Everyday ways to practice meditation

Here are some ways you can practice meditation on your own, whenever you choose. Take a few minutes or as much time as you like.

* Breathe deeply. This technique is good for beginners because breathing is a natural function. Focus all attention on your breathing. Concentrate on feeling and listening as you inhale and exhale through your nostrils. Breathe deeply and slowly. When you feel your attention wander, gently return your focus to your breathing.
* Scan your body. When using this technique, focus attention on different parts of your body. Become aware of your body's various sensations, whether that's pain, tension, warmth or relaxation. Combine body scanning with breathing exercises and imagine breathing heat or relaxation into and out of different parts of your body.
* Repeat a sacred name or phrase. A mantra is the name of a sacred deity or a sacred phrase that you repeat silently or aloud. You can create your own mantra. Mantras are the building blocks of transcendental meditation. Examples of religious mantras include a Jesus prayer in the Christian tradition, the holy name of God in Judaism, or the Om mantra of Hinduism, Buddhism and other Eastern religions.
* Walking meditation. Combining a walk with meditation is an efficient and healthy way to relax. You can use this technique anywhere you're walking — in a tranquil forest, on a city sidewalk or at the mall. When you use this method, slow down the pace of walking so that you can focus on each movement of your legs or feet. Don't focus on a particular destination. Concentrate on your legs and feet, repeating action words in your mind such as lifting, moving and placing as you lift each foot, move your leg forward and place your foot on the ground.
* Engage in prayer. Prayer is the best known and most widely practiced example of meditation. Spoken and written prayers are found in most faith traditions. You can pray using your own words or read prayers written by others. Check the self-help or 12-step-recovery section of your local bookstore for examples. Talk with your rabbi, priest, pastor or other spiritual leader about resources.
* Read or listen and take time to reflect. Many people report that they benefit from reading poems or sacred texts silently or aloud, and taking a few moments to quietly reflect on the meaning that the words bring to mind. You can listen to sacred music, spoken words or any music you find relaxing or inspiring. You may want to write your reflections in a journal or discuss them with a friend or spiritual leader.
* Focus your love and gratitude. In this type of meditation, you focus your attention on a sacred object or being, weaving feelings of love and gratitude into your thoughts. You can also close your eyes and use your imagination or gaze at representations of the object.
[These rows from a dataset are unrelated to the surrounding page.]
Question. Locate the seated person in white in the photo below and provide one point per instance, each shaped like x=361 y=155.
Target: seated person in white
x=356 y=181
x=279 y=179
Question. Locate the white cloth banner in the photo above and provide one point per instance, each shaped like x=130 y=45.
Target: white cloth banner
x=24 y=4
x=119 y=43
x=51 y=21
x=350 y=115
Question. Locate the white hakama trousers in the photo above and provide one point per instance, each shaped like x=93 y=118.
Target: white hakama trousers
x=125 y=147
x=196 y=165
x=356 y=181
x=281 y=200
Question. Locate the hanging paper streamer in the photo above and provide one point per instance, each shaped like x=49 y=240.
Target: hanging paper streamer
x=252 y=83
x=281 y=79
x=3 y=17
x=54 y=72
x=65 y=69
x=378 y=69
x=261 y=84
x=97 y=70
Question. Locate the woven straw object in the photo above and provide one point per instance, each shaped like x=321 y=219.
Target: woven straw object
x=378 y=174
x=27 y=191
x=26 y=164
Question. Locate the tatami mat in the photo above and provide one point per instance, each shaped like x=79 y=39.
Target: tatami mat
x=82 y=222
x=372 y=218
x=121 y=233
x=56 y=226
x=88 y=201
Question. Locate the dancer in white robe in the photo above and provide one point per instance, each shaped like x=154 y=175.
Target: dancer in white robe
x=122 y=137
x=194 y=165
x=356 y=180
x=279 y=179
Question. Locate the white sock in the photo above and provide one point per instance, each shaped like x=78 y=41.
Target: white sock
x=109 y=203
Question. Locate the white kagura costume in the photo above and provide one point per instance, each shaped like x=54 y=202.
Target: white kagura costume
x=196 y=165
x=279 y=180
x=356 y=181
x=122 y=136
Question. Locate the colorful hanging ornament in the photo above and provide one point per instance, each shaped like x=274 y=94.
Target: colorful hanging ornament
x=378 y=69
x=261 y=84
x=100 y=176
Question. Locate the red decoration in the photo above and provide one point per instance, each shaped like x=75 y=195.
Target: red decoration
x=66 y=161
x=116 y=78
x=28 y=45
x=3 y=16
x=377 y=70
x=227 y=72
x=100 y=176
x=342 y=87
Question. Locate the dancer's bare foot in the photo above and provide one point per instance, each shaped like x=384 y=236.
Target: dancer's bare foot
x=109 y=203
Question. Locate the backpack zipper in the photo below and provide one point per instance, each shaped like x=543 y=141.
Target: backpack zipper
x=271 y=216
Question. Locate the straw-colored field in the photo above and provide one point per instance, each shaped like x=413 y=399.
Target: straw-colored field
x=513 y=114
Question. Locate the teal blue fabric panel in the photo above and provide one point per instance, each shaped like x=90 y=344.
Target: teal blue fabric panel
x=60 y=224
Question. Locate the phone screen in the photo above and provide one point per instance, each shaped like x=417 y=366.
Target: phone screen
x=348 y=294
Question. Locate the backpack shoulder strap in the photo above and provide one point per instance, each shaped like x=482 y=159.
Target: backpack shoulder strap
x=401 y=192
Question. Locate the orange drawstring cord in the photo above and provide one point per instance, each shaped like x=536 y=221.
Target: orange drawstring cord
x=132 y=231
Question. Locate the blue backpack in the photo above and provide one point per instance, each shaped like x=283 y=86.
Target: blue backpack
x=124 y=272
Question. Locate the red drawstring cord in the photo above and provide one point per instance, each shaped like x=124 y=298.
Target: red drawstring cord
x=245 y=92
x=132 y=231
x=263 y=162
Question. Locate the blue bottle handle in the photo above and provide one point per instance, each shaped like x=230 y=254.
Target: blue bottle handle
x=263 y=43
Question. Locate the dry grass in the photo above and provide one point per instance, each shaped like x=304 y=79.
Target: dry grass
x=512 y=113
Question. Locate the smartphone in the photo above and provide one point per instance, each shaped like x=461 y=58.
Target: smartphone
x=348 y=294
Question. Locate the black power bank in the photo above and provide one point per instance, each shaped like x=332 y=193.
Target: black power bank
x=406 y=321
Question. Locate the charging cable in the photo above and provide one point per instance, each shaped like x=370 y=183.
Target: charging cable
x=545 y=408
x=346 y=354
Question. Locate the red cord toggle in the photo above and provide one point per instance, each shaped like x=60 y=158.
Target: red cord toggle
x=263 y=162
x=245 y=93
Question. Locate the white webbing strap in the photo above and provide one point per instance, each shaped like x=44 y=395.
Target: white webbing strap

Practice meditation skills

Be kind to yourself as you get started with meditation. It's common for the mind to wander during meditation, no matter how long you've been practicing meditation, and that's OK, too. If you're meditating to calm your mind and your attention wanders, slowly return to the object, sensation or movement you're focusing on. You can use an image to bring yourself back to your focus if you'd like. Try this: Picture balloons floating away with your thoughts, or imagine your thoughts as pigeons and mentally clap your hands to get them to fly away.

Experiment, and you'll likely find out what types of meditation work best for you. Adapt meditation to your needs at the moment. Remember, there's no right way or wrong way to meditate. What matters is that meditation helps you with stress reduction and feeling better overall.

"Love is the greatest force on earth. It is the basis of everything. It has no boundaries. The whole world exists in love. We come with love and we go with love. And in between we live with love."